TREND FORECAST: According to a letter signed by 3,300 U.S. restaurant owners, their debt loads are growing heavier, costs are increasing and the scare of “rising” COVID Cases are scaring away customers. Indeed, full-service restaurant business is down 18 percent since the COVID War was launched two years ago and seating at the end of last month fell 32 percent.
With winter now set in, and more people catching colds, the flu, and getting tested positive for the virus—combined with the media continuing to sell COVID Fear and more establishments demanding vax passports to enter—the restaurant, entertainment and hospitality sectors will continue their decline.
When the COVID War begins to wind-down and vax passports are no longer required for entry—which we anticipate will be late March to mid-April—these business sectors will strongly rebound.
TRENDPOST: While such a situation is not peculiar to Canada, it does echo what Trends Journal reported in “HALF OF CANADIAN RESTAURANTS MAY FAIL BEFORE JANUARY” (27 Oct 2020); then, as now, a ban on indoor dining is especially tough on restaurants during winter, and especially in a climate like Canada’s.

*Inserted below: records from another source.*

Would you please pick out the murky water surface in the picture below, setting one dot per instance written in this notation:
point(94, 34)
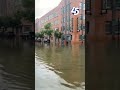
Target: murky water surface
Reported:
point(59, 67)
point(16, 65)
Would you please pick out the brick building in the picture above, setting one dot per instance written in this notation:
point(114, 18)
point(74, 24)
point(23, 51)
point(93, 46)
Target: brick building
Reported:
point(102, 19)
point(61, 18)
point(9, 8)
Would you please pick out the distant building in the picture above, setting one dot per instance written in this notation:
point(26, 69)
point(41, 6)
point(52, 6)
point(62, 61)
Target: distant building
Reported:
point(61, 18)
point(9, 8)
point(102, 19)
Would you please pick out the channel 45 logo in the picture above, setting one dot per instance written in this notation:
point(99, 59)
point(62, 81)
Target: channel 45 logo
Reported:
point(75, 11)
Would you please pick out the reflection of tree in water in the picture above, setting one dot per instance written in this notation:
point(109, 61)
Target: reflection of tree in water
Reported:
point(66, 61)
point(17, 71)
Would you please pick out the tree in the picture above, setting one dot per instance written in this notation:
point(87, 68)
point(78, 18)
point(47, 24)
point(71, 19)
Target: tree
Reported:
point(48, 31)
point(57, 35)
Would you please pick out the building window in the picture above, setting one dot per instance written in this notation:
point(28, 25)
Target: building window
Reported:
point(117, 4)
point(82, 6)
point(108, 27)
point(87, 27)
point(88, 7)
point(106, 4)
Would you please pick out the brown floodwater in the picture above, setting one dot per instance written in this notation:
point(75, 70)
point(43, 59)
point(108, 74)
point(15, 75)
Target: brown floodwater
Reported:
point(59, 67)
point(17, 65)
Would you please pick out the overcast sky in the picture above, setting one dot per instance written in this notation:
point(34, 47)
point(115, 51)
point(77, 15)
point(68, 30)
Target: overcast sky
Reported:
point(44, 6)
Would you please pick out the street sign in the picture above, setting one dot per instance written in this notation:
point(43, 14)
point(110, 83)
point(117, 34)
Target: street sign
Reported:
point(75, 11)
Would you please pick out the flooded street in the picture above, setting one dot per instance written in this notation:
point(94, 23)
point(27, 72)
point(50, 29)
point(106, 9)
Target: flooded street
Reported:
point(16, 65)
point(59, 67)
point(102, 66)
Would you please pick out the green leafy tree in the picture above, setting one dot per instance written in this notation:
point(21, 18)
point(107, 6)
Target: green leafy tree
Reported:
point(57, 35)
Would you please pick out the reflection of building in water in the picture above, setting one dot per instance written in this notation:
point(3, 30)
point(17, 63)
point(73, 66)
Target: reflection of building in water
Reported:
point(65, 63)
point(99, 17)
point(8, 8)
point(63, 20)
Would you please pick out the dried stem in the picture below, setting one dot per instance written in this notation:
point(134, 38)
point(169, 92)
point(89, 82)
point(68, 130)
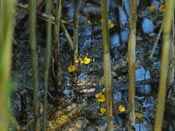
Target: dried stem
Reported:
point(164, 64)
point(32, 22)
point(131, 62)
point(48, 54)
point(107, 66)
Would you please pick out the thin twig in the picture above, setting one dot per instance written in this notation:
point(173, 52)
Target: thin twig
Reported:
point(155, 44)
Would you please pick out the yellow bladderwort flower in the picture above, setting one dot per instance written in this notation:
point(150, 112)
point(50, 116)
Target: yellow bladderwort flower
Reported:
point(102, 111)
point(87, 60)
point(100, 97)
point(139, 115)
point(71, 68)
point(79, 60)
point(111, 25)
point(121, 108)
point(152, 8)
point(161, 8)
point(89, 22)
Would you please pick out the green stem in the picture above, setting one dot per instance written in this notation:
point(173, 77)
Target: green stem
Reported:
point(32, 22)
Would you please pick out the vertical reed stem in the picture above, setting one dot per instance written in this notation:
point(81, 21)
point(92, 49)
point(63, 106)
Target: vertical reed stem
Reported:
point(48, 54)
point(164, 64)
point(7, 11)
point(131, 64)
point(32, 37)
point(107, 66)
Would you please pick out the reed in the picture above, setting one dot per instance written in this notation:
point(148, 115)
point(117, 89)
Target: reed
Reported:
point(32, 37)
point(107, 66)
point(164, 64)
point(7, 11)
point(131, 64)
point(48, 55)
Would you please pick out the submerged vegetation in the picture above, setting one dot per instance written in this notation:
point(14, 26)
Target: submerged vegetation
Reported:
point(87, 65)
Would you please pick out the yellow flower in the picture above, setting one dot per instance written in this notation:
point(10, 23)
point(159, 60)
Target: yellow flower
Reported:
point(152, 8)
point(87, 60)
point(100, 97)
point(121, 108)
point(79, 60)
point(111, 25)
point(89, 22)
point(102, 111)
point(161, 8)
point(71, 68)
point(139, 115)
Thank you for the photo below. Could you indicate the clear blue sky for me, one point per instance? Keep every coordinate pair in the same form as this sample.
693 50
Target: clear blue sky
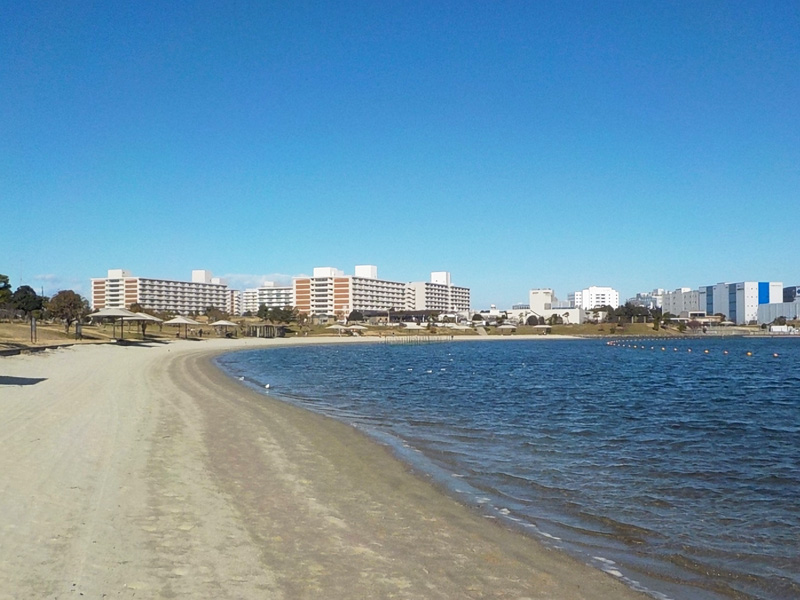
514 144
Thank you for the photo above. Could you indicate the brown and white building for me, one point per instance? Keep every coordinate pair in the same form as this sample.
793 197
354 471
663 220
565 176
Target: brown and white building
329 291
121 289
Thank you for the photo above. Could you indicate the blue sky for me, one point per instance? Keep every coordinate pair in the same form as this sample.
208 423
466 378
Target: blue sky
514 144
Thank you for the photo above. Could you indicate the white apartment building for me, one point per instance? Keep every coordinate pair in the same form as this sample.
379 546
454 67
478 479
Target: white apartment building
594 297
437 294
233 304
680 301
330 291
121 289
649 300
739 302
543 303
268 294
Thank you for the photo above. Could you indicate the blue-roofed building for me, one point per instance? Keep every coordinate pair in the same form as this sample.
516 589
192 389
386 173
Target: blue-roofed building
739 302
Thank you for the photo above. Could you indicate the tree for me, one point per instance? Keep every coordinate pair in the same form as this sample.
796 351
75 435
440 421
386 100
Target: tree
68 306
27 300
5 290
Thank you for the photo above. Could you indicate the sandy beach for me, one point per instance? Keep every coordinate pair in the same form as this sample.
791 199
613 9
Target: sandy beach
144 472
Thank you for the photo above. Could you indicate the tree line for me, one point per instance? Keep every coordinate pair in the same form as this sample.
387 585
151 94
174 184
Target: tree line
65 305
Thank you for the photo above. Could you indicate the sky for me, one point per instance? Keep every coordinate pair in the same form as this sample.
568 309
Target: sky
517 145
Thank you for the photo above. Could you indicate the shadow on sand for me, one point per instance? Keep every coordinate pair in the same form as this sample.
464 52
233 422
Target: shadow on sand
8 380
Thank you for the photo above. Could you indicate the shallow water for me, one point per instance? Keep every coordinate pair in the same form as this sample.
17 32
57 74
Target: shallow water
675 470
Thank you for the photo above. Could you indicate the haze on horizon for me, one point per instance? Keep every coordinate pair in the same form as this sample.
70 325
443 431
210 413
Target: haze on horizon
514 144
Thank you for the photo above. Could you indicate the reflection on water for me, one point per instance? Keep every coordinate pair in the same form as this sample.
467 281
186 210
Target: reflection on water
678 471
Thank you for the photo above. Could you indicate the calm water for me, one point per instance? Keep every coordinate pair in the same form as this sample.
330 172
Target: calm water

TREND FORECAST: The restaurant business has always had a high failure rate, even in good times. But it has traditionally provided employment opportunities for the unskilled, the inexperienced, and for immigrants. In the COVID War, it was the first to suffer and may prove the last to recover.
And any “recovery” will likely change the face of the industry; it will be more difficult, if not impossible, for locally-owned “Mom & Pop” restaurants to start up, let alone survive; who wants to start a business that can be shuttered overnight by a government whim?
The future of the restaurant business will be dominated by large chains with deep pockets, but there will still be far fewer restaurants overall and far fewer employment opportunities for the industry’s traditional workforce.
Once again, the “cure” will prove worse than the disease.